# How to stabilize a Jon boat...



## jmed999 (Jan 30, 2012)

Does anyone have any ideas on how to help stabilize a Jon boat? I have an Alumicraft 1236 and when I stand it's easy to lose my balance.

Any ideas on how to minimize this issue? :?: 

Thanks! =D>


----------



## JasonLester (Jan 30, 2012)

There is another similar thread going on 

https://www.tinboats.net/forum/viewtopic.php?f=3&t=23458

but I imagine this would work 

[youtube]https://www.youtube.com/watch?v=ANoSwwITLXY&feature=results_main&playnext=1&list=PL22B8202301C604BE[/youtube]

https://www.youtube.com/watch?v=ANoSwwITLXY&feature=results_main&playnext=1&list=PL22B8202301C604BE


----------



## RiverBottomOutdoors (Jan 31, 2012)

Practice.... My brother and I can bowfish standing up from the same canoe.
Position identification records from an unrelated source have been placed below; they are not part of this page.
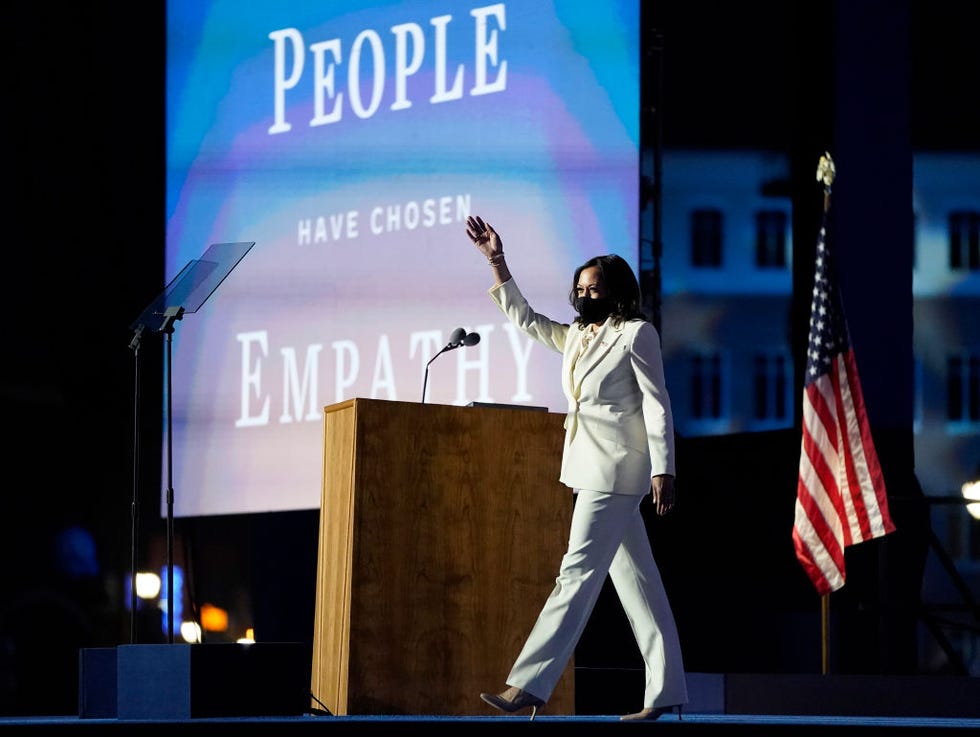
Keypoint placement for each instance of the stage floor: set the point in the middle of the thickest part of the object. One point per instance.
(719, 725)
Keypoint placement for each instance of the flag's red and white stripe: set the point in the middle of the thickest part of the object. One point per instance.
(840, 493)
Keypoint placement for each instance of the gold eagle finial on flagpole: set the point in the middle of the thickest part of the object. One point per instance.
(825, 174)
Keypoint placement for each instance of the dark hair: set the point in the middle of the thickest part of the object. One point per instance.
(621, 285)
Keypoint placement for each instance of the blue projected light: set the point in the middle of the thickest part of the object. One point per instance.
(349, 142)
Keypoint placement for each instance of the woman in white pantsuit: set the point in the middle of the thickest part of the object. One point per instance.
(619, 445)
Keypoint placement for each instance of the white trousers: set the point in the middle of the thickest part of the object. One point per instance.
(607, 536)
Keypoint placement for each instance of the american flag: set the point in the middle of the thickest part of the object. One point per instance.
(840, 495)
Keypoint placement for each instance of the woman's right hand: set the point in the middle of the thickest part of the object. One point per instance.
(484, 237)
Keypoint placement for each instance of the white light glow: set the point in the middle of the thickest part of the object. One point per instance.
(190, 632)
(147, 585)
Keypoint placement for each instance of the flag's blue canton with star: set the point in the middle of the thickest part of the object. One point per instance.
(828, 330)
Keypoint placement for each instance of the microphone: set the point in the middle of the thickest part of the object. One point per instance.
(457, 339)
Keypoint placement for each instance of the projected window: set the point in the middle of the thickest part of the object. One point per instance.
(706, 241)
(964, 241)
(707, 382)
(963, 389)
(771, 378)
(770, 239)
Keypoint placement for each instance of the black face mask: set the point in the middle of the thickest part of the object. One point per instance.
(593, 310)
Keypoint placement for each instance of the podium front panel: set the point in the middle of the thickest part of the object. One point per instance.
(441, 532)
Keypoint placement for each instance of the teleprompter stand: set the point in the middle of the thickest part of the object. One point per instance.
(185, 294)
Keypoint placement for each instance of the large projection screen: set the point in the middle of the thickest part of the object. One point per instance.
(349, 141)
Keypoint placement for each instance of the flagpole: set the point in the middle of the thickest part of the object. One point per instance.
(825, 634)
(825, 174)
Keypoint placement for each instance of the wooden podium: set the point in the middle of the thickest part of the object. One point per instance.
(441, 532)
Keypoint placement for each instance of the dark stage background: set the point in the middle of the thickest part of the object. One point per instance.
(85, 256)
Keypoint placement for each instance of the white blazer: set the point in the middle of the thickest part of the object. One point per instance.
(619, 431)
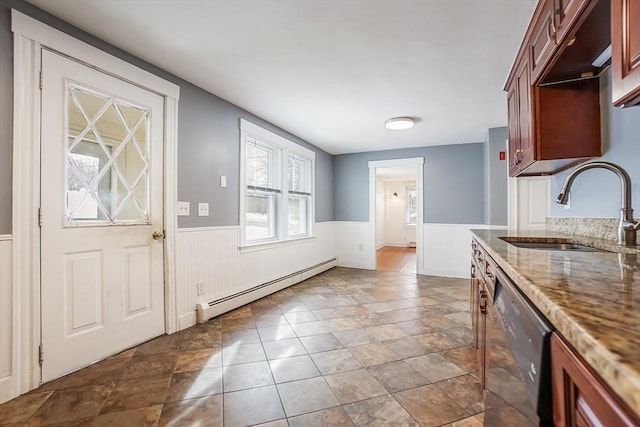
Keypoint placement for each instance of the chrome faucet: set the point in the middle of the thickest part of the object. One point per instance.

Keep at it and you'll get your sea legs.


----------



## Jay D (Jan 31, 2012)

Buy a 1648!  No just kidding. Just watch your balance and tell others when your going to stand.


----------



## dotchess (Feb 1, 2012)

Pods helps from the way I here it!
Putting some on mine.


----------



## jmed999 (Feb 1, 2012)

dotchess said:


> Pods helps from the way I here it!
> Putting some on mine.



What are pods? Got a link?


----------



## Bigkat650 (Feb 1, 2012)

jmed999 said:


> dotchess said:
> 
> 
> > Pods helps from the way I here it!
> ...




An example of Stabilizer Pods: https://www.tinboats.net/forum/viewtopic.php?f=3&t=10254


----------